Cet essai nous plonge au cœur des fêtes rituelles et de la transgression– ses stratégies, les instincts de survie, de pouvoir, de cruauté ou de quête qu’elle suscite et, parfois, sublime. En fugue échevelée et triomphale, il arpente les siècles et décrit avec verve et une précision de scalpel baroque (texte concis pour dire le chaos) l’évolution, les flambées excessives ou les énergies sourdes des bacchanales et de leur équivalent, de l’Antiquité à nos jours.
Erudit de mots, de musique et de peinture, tous siècles confondus, son auteur se prend au jeu et nous entraîne aux sources du mythe de Dionysos et de Bacchus; il décrit les cultes dont ils ont été l’objet, les manières dont chaque période s’est approprié le mythe en fonction des besoins, du rapport à la vie et de l’implacable certitude de la mort. En terreur ou en jubilatoire provocation. Il raconte Le grand macabre de Ligeti ou Le sacre du printemps aussi bien que des tableaux du Titien, Xénophon ou Mort à Venise, traquant les figures symboliques des cérémonies humaines qui, de «folâtres bacchanales», se sont muées en «grinçantes sarabandes» aussi bien qu’en jouissante «frénésie profane».

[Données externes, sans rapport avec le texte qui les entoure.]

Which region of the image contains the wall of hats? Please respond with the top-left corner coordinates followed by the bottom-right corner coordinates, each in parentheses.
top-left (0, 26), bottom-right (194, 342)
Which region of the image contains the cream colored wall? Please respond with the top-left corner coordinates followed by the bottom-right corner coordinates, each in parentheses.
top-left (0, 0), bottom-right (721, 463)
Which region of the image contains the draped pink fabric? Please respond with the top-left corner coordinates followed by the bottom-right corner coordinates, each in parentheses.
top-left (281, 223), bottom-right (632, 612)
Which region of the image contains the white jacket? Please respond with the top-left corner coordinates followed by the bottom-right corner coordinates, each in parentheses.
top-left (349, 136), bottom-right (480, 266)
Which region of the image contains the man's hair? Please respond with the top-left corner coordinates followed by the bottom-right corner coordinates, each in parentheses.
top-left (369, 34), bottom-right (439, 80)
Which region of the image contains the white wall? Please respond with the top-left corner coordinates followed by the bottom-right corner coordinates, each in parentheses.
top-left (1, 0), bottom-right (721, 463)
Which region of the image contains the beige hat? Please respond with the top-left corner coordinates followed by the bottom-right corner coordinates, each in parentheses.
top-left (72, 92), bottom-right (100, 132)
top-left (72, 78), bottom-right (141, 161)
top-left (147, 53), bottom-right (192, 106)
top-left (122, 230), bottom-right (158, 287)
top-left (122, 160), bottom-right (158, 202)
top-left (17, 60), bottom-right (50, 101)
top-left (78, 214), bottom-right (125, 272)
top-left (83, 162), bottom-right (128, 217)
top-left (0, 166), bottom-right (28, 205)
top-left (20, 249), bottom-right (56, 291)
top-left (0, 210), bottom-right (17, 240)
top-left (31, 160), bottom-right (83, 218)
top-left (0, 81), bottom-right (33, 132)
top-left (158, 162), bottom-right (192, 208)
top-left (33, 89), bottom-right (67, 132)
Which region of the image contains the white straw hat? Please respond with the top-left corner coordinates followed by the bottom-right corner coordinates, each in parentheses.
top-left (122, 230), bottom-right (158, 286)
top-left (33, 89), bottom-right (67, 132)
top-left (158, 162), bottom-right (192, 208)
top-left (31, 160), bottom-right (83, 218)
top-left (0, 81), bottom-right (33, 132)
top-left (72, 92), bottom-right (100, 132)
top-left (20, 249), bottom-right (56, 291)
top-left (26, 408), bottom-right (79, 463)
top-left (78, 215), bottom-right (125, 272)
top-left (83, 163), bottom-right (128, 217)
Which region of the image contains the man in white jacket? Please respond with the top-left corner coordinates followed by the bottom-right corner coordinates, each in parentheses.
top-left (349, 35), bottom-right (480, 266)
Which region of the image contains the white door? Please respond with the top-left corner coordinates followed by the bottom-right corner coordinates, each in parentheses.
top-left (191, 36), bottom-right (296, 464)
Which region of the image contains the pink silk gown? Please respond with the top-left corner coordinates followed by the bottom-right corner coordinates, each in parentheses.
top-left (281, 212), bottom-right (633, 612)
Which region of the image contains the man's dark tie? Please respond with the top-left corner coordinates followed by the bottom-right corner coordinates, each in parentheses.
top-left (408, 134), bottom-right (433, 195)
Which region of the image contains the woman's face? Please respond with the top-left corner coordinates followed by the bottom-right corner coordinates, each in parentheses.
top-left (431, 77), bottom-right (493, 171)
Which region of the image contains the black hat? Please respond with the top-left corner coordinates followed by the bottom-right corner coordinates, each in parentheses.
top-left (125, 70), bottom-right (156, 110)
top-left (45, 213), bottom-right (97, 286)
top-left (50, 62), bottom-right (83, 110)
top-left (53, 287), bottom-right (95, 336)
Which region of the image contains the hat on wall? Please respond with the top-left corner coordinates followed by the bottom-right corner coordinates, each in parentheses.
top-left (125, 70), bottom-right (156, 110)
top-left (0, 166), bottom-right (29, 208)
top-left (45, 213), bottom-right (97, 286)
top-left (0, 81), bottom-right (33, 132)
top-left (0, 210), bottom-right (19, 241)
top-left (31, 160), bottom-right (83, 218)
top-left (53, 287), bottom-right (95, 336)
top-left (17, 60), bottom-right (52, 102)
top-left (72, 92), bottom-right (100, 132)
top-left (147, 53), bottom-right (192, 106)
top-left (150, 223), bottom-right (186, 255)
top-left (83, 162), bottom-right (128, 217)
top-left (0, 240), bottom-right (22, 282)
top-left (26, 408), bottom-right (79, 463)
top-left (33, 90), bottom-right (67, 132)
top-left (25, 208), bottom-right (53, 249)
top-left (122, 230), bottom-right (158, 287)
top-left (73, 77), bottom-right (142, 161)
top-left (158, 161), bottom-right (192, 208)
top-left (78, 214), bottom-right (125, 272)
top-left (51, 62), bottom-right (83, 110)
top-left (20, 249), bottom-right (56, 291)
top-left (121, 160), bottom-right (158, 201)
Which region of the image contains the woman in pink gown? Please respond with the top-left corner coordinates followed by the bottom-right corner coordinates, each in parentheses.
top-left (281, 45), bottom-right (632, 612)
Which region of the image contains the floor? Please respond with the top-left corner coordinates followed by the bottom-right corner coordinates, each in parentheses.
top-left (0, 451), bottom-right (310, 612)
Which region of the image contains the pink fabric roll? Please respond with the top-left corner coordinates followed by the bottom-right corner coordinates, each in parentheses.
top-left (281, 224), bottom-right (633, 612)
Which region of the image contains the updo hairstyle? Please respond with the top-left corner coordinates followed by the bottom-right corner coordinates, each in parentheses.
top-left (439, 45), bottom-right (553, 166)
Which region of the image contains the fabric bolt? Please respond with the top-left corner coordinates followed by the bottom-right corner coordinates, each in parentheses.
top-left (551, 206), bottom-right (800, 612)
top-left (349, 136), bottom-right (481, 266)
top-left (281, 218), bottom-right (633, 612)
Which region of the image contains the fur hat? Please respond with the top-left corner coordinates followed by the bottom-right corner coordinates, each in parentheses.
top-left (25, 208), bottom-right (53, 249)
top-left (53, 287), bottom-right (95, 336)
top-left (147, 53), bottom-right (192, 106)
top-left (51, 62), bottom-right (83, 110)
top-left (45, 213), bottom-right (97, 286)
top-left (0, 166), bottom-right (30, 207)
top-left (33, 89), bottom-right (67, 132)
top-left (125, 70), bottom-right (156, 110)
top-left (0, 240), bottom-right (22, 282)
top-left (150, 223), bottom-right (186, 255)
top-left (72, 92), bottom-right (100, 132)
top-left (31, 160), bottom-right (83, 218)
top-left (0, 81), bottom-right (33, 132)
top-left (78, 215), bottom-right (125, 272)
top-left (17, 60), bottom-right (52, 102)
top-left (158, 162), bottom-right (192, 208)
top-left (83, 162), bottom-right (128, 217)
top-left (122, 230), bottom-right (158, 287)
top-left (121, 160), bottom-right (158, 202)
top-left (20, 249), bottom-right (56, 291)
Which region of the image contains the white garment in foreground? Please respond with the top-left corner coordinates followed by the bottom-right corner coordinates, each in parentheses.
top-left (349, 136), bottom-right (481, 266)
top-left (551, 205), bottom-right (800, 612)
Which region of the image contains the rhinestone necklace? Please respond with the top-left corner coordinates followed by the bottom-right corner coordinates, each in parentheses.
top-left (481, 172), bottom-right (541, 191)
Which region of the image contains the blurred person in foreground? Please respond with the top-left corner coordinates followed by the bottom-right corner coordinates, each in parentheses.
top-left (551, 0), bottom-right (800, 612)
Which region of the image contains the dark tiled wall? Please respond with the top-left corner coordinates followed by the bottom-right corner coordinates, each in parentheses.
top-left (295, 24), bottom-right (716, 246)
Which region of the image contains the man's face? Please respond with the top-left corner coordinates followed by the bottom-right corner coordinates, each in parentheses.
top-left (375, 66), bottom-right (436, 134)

Mais que deviennent Dionysos et Bacchus, ces «intempérants magnifiques», dans l’actuelle «orgie de la tolérance»? Jean-Noël von der Weid décèle, comme un acte de foi, les «monstrueux désirs d’excès» qui continuent à cogner dans le cœur et le corps des hommes. Et on ressort de ce livre enrichi de sensations d’absolu, «en-thousiate» ou terrifié, pris dans le cortège trépidant et séculaire des mythes, du dépassement frondeur qu’ils débrident et de tous les garde-fous qui tentent de les canaliser. En vain.